Though this isn't an popularly accepted theory, it's my belief that the mechanism by which jaw surgery improves your appearance is that it improves the amount of sleep apnea you have. That is to say, good sleep is so essential for a healthy mind and body that primates have evolved over millions of years to judge the attractiveness of their mates based mostly on the degree of sleep apnea they have. Since big jaws is the most reliable external indicator of the degree of sleep apnea a person has, it's what we look for first in a mate.

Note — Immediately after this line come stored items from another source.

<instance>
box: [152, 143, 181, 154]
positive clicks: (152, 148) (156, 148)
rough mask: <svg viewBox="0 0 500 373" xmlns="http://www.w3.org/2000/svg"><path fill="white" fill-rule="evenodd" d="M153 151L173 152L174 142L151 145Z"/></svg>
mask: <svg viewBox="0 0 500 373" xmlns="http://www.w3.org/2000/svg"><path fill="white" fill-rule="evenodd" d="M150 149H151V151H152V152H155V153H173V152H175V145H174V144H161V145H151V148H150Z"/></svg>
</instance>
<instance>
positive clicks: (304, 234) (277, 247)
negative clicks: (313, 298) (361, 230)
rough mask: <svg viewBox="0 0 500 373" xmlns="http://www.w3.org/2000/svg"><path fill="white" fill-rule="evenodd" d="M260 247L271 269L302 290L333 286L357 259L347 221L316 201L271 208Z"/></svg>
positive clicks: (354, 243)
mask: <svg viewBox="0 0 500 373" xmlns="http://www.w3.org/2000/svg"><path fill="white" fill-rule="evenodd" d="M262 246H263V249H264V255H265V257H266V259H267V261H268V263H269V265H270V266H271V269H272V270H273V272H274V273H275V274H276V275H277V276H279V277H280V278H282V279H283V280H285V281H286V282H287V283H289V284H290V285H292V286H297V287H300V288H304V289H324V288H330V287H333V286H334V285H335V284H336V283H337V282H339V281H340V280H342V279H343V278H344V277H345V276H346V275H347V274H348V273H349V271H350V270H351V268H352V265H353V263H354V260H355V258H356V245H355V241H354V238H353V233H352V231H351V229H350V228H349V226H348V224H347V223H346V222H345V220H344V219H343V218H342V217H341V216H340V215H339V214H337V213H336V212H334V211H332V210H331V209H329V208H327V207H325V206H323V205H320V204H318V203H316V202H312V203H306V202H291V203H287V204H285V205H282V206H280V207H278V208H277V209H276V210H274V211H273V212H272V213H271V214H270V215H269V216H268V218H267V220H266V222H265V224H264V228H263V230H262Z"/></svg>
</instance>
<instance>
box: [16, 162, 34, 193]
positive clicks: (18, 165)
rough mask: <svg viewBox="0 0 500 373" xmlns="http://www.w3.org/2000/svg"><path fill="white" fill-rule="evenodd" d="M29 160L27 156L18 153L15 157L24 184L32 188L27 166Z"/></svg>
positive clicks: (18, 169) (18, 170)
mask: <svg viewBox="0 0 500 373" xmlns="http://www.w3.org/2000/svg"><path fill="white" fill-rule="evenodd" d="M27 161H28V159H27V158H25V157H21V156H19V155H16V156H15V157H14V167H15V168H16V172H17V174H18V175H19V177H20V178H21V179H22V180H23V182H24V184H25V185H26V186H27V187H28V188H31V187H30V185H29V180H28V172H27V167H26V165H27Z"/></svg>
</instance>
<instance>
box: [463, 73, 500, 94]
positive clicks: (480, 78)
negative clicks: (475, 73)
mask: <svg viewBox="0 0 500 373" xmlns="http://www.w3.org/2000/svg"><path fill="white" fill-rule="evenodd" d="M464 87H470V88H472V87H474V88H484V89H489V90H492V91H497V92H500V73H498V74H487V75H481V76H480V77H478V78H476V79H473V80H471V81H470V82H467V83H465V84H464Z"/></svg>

If you come to believe that you'll see why your first priority should always be maximal expansion. Of course jaw surgery does not expand the entire face naturally like growing does so surgically maximally advancing will not always be the most attractive option, but even though you might not be more classically attractive you will still have the underlying anatomy of an attractive person and reap the mental and physical health benefits that have come to be associated with good jaw structure for good reason. There is also the psychological fact that how attractive you perceive yourself as being is not all that well connected to how attractive you actually are, which is why people that have jaw surgery for cosmetic reasons aren't usually that happy with the results. Add to that the fact that people in general care less about how they look after 40, which comes faster than we would like to admit, and the only really logical reason to have jaw surgery is for sleep apnea improvement. So at least if you do this surgery for sleep apnea, you're doing it for the right reason. Which your friend is, so I expect you'll have a good outcome.
If your friend still isn't sleeping as well as he would like after this surgery the next surgery he should look into is widening his upper jaw, which is a simple outpatient procedure. It seems like some people end up needing both surgeries to really sleep well. It depends on your anatomy. I think it's smarter to do the double jaw surgery first though as your friend is because it's more effective overall, you get a bigger and faster improvement and it's just such a pain to plan and recovery from that the younger the age you can get it done at the better.